Black-crowned Night Heron
Distinguishing Features - This heron has a stocky body, with a comparatively short neck and legs. Length: average 58 - 72 cm, females averaging slightly smaller. The adult has distinctive coloring, with black cap, upper back and scapulars; gray wings, rump and tail; and white to pale gray underparts. Bill, stout and black; eyes, red. For most of the year, the legs of the adult are yellow-green, but by the height of the breeding season, they become pink.
The black-crowned night heron is found across North America from Washington State, up to Canadian prairies and through to Quebec's Gaspé region, wintering south through coastal Mexico, as well as Central America and the Carribean. Black-crowned night herons are associated with large wetlands. They inhabit a variety of wetland habitats such as swamps, streams, rivers, marshes, mud flats and the edges of lakes that have become overgrown with rushes and cattails. The Old World race 'nycticorax' occurs from Europe to Japan, Africa and India.
An opportunistic feeder, its diet consists mainly of fish; also leeches, earthworms, water and land insects; frequently crayfish, mussels, squid, amphibians, lizards, snakes, rodents, birds, eggs, carrion, plant materials, and garbage and refuse at landfills. It is usually a solitary forager, and it strongly defends its feeding territory. The night heron prefers to feed in shallow waters, where it grasps its prey with its bill instead of stabbing it.
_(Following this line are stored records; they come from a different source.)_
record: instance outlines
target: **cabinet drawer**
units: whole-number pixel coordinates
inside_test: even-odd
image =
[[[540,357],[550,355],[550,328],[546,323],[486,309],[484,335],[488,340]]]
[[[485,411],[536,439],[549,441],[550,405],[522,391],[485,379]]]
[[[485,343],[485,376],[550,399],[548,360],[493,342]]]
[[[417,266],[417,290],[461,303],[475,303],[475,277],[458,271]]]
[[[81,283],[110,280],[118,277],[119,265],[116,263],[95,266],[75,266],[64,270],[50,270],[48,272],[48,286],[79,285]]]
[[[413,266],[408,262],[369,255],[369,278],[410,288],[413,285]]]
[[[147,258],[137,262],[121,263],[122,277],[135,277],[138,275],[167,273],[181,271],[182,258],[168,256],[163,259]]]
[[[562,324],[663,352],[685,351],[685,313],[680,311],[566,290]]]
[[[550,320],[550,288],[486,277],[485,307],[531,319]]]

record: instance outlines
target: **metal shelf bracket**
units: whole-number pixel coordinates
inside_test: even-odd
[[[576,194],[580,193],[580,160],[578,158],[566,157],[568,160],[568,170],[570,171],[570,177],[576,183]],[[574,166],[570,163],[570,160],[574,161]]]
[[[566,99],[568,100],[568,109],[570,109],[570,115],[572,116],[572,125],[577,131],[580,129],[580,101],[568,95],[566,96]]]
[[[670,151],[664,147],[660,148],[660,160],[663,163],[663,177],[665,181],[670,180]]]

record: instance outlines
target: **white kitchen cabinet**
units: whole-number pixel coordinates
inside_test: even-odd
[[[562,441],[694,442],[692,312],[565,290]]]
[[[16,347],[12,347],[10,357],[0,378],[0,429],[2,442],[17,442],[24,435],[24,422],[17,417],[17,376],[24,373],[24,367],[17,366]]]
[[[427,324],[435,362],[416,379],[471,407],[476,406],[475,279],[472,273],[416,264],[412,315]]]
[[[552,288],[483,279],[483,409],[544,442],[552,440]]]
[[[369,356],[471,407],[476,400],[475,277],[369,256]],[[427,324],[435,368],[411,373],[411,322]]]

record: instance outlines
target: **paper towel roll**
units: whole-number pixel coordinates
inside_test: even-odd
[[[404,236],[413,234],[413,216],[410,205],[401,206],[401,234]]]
A technique called 'bill vibrating' is used; it is the opening and closing of the bill rapidly in water which creates a disturbance to lure prey.
Black-crowned night herons are social at all times of the year, associating with other species of herons frequently. In the winter, it roosts communally. It is a migrating species. The normal call is a 'Qua,' 'Quak,' or 'Quark.' These calls are most often given in flight or from a perch. The fact that this night heron feeds throughout the night means that it avoids competition with day herons which use the same habitat.